Apr 23, 2020
Backups are often taken based on suggestions and recommendations of the person who we think knows the best. We do not try to understand what situations would have led to those recommendations and how they might be different from what we might face. We need to ensure that we list down the situations we might need to recover from and then discuss the possible solutions available. Every environment has its own challenge—and even if we have multiple database clusters in the same organizations, the backup requirements for those might also vary. So, planning becomes the key to backup and recovery.

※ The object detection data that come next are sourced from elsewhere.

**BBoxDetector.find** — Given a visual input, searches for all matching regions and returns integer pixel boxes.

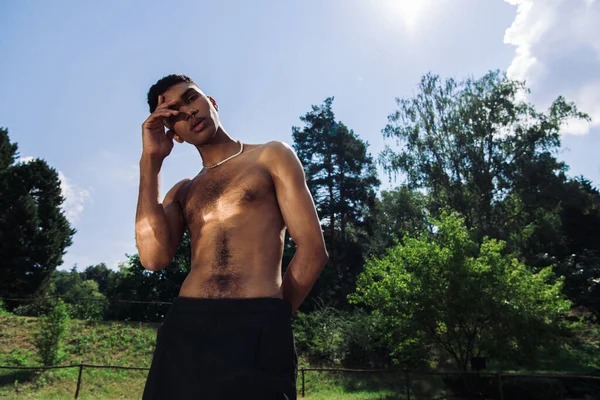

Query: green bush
[0,300,12,317]
[13,297,53,317]
[502,378,566,400]
[343,310,393,368]
[34,300,69,365]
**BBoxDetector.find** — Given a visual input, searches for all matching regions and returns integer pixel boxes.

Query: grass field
[0,310,600,400]
[0,314,412,400]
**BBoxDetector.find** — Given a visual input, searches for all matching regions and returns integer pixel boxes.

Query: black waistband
[172,297,292,315]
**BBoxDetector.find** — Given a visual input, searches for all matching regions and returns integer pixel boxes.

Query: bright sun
[378,0,434,32]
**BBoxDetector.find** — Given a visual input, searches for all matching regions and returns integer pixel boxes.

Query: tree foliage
[0,129,75,297]
[351,213,570,371]
[380,71,600,315]
[292,97,379,310]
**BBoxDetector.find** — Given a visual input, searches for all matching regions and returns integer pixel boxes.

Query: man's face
[163,82,219,145]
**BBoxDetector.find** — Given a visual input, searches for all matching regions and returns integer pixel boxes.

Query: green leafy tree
[351,213,570,371]
[0,129,75,297]
[292,97,379,303]
[79,263,117,297]
[109,230,192,321]
[369,186,428,255]
[34,300,69,366]
[47,267,108,320]
[380,71,600,315]
[380,71,588,245]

Write Ahead Logs (WAL) & Delayed Replica of Replica Databases
Why We Need to Chalk Our Citations We Might Face
Here’s a typical situation: my-coworker accidentally dropped a table. We have a monthly backup policy, and I have the backup that was taken 29 days ago. However, I took the backup of the data folder immediately after my co-worker’s mistake, and I also have all the WAL files since the time he dropped it—can you help recover the table?
Let's pause here to take stock and understand what we have at hand to recover. We have two backups (the latest backup, and the 29 day-old previous backup), as well all the WAL files since the table was dropped. WAL files are Write Ahead Logs, which means we can move forward from the point when a backup was done. In the above scenario, the latest backup was taken after the occurrence of the issue—so while it’s current, we have to accept that the table is gone, as it is a backup for that point in time only. The month-old backup might be the best way to recover, albeit at a cost of a month’s data loss.
Another question that is often raised in these conversations: “We have multiple replicas, so do I still need to plan and take backups?” While it’s good that you can recover from a hardware failure, recovery from human error can be much more expensive, as detailed in the example above.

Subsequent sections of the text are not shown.